Although still theoretical, swap execution facilities (SEFs) are almost a reality. By late 2012 or early 2013, SEFs will be the required location for electronic execution of centrally cleared, standardized swaps under Title VII of Dodd-Frank. SEFs will be a critical component of the evolution of the swaps market structure from nonstandardized, bilaterally cleared to standardized, electronically traded, centrally cleared swaps.
In a new report, Swap Execution Facilities: Opportunities in the Institutional Marketplace, Celent offers key insights into the core building blocks of what it takes to become a SEF, including SEF evolution and roadmaps. The report also offers a scenario for the future lifecycle of SEFs and opportunities and challenges for multidealer platforms operating as SEFs and dealers interacting with SEFs.
Achieving SEF status and operating as an actual SEF goes beyond registration and enhancements to platforms such as connectivity and clearing. Achieving SEF status is also a sequencing problem, as the timing of rules and registration must be synchronized with development. Furthermore, a prioritized development roadmap will deliver not only integration but also innovation.
At the same time, industry adoption will not necessarily follow SEF innovation. Even the most innovative SEF models must still capture the imagination and liquidity of large institutional players on the buy and sell sides.
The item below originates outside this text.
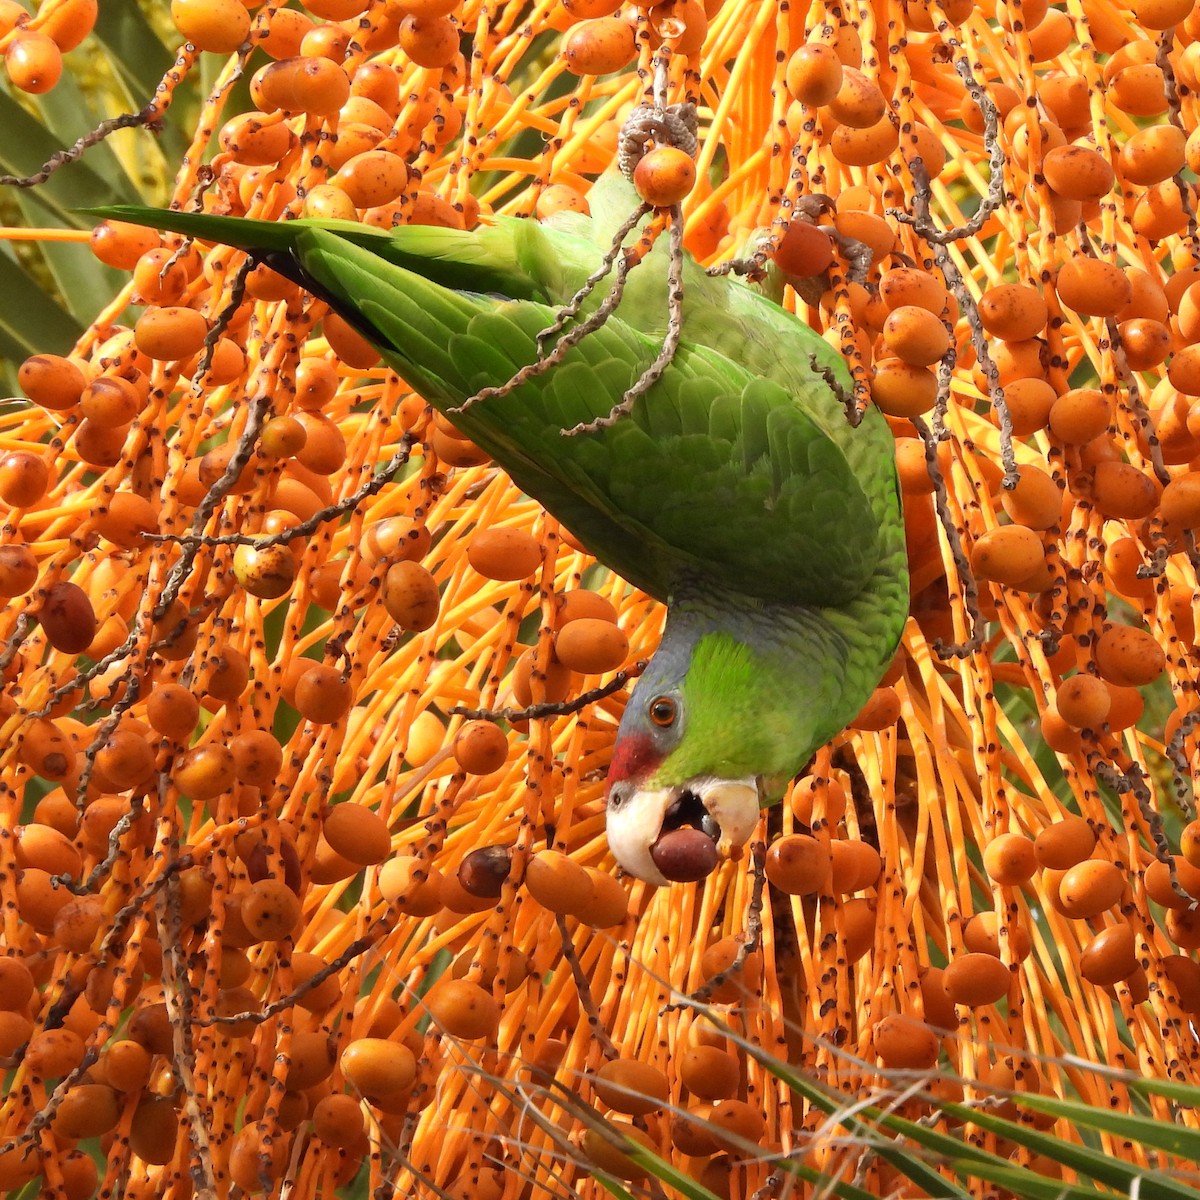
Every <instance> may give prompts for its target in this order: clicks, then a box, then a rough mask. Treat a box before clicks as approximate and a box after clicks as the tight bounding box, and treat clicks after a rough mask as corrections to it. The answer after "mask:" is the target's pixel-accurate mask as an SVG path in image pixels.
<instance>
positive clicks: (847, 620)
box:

This is no simple task and goes beyond offering new trading protocols, as the success of trading protocols will be determined by the liquidity needs of market participants.
"Achieving SEF status will be significant, but it is only a rite of passage, not a guarantee of success," says David Easthope, Research Director with Celent's Securities & Investments group and author of the report. "The road ahead will be challenging and will take a significant and continuous commitment of resources."